AI Research · Fintech

The Collection Call
Is Already Too Late

Fernando Angulo
Senior Market Research Manager, Semrush
11 Min Read
Apr 16, 2025

The standard collections workflow starts with a phone call. The payment is already 30 days overdue. The customer is already defensive. The relationship is already damaged. And the probability of full recovery is already declining sharply. Traditional financial collections is built entirely on that moment — the moment after failure. The algorithm should have intervened three weeks earlier.


Quick Answer:

Predictive financial collections AI uses machine learning models trained on behavioral, transactional, and digital signals to identify accounts at elevated default risk before any payment is missed — enabling proactive, personalized intervention at the moment when recovery probability is highest. In Latin America, this technology is converging with alternative credit scoring to extend financial access to over 200 million adults excluded from traditional credit markets.

Traditional Collections Is a System Built on Failure

Reactive debt collection has a fundamental structural problem: it operates on the wrong side of the default event. The industry’s workflows — dunning notices, call center outreach, late fee escalation, third-party agency referral — are all triggered by a payment failure that has already occurred. Every mechanism is designed to respond to a problem that was already predictable days or weeks before it materialized.

The cost of this structure is measurable. In Latin American financial markets, the average cost to collect on a delinquent account through traditional voice-based channels runs between $15 and $40 per contact attempt, with contact rates on first-party collections declining to below 20% in markets where call screening and number blocking are widespread. Recovery rates on accounts reaching 90+ days past due fall to under 30% in most unsecured consumer lending segments. The economics of reactive collections are deteriorating at the same time that portfolio volumes are growing.

Beyond the numbers, the relationship cost is harder to quantify but equally real. A customer who receives a collections call after a single missed payment — particularly one where the miss was an oversight rather than an inability to pay — experiences that contact as punitive. Studies of customer lifetime value in consumer lending consistently show that collections contact, even when successful in recovering the payment, produces measurable churn. The institution recovers the debt and loses the customer.

The reactive model treats every delinquency the same way: an event to respond to. The predictive model treats delinquency as a signal that was visible in the data long before the payment window closed. The entire architecture shifts: from response to prevention, from penalty to intervention, from a broken relationship to one that was preserved before it broke.

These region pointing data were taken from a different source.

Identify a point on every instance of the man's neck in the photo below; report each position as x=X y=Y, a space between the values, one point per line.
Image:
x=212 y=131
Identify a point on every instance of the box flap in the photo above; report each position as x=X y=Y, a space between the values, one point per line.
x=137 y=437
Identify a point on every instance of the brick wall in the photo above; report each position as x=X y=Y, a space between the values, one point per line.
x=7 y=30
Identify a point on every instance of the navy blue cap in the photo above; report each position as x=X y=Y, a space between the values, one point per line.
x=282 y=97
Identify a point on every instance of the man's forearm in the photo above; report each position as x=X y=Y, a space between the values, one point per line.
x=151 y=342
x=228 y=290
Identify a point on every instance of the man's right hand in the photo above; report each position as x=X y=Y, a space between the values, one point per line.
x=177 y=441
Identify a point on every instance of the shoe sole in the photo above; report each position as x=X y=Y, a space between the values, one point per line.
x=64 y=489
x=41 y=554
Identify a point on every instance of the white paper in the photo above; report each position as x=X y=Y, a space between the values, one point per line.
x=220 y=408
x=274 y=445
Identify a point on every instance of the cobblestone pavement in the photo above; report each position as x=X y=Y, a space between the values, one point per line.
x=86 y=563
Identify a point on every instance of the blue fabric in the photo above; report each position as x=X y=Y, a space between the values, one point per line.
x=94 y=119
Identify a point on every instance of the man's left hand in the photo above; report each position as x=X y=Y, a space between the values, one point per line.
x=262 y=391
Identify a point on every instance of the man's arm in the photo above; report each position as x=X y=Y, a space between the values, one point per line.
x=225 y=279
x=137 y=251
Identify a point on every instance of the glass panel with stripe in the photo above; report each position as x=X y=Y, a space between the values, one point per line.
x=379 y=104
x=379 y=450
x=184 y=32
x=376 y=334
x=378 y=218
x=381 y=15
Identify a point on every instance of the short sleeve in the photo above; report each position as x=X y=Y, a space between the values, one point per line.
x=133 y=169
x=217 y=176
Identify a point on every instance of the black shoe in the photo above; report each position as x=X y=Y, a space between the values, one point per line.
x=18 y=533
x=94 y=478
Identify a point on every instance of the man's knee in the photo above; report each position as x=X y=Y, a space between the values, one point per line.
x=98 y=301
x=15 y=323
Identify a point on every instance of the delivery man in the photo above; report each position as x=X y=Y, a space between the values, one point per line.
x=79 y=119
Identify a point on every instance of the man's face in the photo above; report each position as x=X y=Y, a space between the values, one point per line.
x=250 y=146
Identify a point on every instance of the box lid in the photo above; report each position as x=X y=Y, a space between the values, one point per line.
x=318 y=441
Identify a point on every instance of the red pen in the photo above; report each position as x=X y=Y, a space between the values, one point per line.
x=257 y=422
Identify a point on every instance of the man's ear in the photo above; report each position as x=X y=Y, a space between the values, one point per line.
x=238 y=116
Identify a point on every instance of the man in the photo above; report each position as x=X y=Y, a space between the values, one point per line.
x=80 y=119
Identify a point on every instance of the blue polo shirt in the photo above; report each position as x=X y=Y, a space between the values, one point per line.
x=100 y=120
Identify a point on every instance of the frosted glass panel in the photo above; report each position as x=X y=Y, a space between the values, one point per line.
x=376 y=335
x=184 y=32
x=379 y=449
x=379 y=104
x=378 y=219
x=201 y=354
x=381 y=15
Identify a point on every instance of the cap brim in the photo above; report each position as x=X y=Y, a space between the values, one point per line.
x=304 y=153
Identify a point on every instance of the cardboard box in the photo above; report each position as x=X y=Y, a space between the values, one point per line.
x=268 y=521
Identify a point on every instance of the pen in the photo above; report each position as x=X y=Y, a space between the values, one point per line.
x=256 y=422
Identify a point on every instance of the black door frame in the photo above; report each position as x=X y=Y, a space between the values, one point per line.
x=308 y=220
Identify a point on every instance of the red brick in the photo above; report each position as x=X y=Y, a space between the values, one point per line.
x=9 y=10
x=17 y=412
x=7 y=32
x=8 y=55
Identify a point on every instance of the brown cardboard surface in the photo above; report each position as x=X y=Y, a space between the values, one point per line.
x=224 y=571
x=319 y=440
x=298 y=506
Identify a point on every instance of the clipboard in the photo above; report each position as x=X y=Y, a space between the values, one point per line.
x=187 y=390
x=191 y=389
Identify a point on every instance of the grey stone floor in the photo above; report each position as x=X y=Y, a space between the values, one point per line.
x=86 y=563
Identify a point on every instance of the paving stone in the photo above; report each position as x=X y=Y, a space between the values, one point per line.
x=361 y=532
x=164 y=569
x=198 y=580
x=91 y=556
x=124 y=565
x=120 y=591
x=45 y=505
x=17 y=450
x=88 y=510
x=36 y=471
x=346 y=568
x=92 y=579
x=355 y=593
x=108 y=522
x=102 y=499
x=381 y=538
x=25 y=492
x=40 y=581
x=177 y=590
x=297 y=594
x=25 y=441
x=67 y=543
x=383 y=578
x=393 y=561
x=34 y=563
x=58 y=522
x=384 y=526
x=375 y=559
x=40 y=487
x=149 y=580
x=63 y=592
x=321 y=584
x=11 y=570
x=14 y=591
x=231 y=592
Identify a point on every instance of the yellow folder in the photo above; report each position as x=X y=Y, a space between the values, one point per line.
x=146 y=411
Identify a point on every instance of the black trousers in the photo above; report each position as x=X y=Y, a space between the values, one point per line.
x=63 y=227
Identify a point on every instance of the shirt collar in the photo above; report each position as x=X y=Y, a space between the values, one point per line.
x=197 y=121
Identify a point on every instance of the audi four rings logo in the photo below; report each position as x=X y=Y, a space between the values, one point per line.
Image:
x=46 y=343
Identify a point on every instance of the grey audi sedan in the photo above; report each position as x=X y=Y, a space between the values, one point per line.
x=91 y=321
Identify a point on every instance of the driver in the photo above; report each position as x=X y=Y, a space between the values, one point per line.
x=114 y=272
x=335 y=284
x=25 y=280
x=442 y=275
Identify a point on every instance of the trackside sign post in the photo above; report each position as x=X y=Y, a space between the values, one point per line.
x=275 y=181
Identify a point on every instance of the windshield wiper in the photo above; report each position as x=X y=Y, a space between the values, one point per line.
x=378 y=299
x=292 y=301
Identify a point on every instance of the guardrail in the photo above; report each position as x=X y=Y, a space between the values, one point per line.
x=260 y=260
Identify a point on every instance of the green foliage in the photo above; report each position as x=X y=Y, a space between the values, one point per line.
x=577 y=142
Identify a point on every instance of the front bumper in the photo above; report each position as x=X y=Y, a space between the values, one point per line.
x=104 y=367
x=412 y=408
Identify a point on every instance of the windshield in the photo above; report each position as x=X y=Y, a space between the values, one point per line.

Behavioral Signals Precede Defaults by Weeks — If You Are Watching

The behavioral fingerprint of an impending default is distinctive and consistent. Payment timing is the clearest signal. A customer who habitually pays within the first three days of the billing cycle and begins paying on the last allowable day is exhibiting a cash flow constraint pattern — not missing a payment, but displaying the behavior of someone managing cash carefully, which is statistically predictive of a missed payment in the following cycle.

Transaction velocity tells a parallel story. A reduction in the frequency and average value of discretionary purchases — restaurants, entertainment, non-essential retail — while essential spend (supermarkets, pharmacy, utilities) holds steady is a reliable indicator of income pressure. This pattern typically appears four to six weeks before a default in consumer lending data. The signal is not a missed payment; it is a shift in spending behavior that the payment has not yet reflected.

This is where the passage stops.